英语听力:2013-05-29 完美捕食 Perfect Predators —12(在线收听) |
Deinonychus instinctively knows to go for this giant’s weak spot, its neck. You’ve got the windpipe there. You’ve got the jugular vein, which if opened up will mean that that Sauroposeidon is dead meat.
But death does not come quickly or pleasantly. For a pack of Deinonychus, a kill this big means a feast. And their skulls are specially designed for competitive eating. Its jaws are narrow and lightly built. And its gums are equipped with 70 sharp, serrated teeth. They’re like walking piranhas, perfect at eviscerating a victim.
If you look at the teeth carefully, they’re ridiculously small. They are very, very delicate. They’re not killing weapons.

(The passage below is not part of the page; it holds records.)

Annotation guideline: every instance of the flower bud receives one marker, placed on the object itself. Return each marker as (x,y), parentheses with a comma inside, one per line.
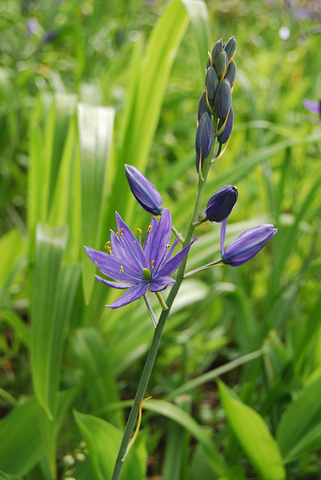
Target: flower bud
(248,244)
(221,204)
(231,73)
(144,191)
(204,139)
(202,106)
(230,48)
(225,135)
(216,49)
(223,99)
(211,84)
(221,64)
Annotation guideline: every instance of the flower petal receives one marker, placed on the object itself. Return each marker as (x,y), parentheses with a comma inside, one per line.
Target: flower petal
(172,265)
(134,293)
(131,245)
(161,283)
(120,286)
(113,267)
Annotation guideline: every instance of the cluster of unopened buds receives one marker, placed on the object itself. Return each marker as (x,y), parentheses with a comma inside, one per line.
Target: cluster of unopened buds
(140,268)
(216,101)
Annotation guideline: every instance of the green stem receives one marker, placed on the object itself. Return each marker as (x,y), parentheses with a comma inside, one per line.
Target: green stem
(150,310)
(149,364)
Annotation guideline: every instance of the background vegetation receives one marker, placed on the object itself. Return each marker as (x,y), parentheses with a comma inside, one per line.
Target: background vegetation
(86,87)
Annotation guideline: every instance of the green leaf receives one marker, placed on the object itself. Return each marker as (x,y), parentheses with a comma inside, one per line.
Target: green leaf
(93,357)
(53,295)
(253,435)
(103,440)
(297,428)
(5,476)
(20,439)
(95,127)
(175,413)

A single adolescent Sauroposeidon, an animal more than 10 times the size of its killer can feed a pack of hungry Deinonychus for weeks, making the kill worth the effort and the risk.
Texas, 68 million years ago, here death comes not only from well-armed gargantuan dinosaurs, sometime it swoops down from the sky on the wings of a flying reptile, Quetzalcoatlus.
A Quetzalcoatlus could be kind of seen as a Cretaceous stealth bomber, air-to-ground weaponry at its finest.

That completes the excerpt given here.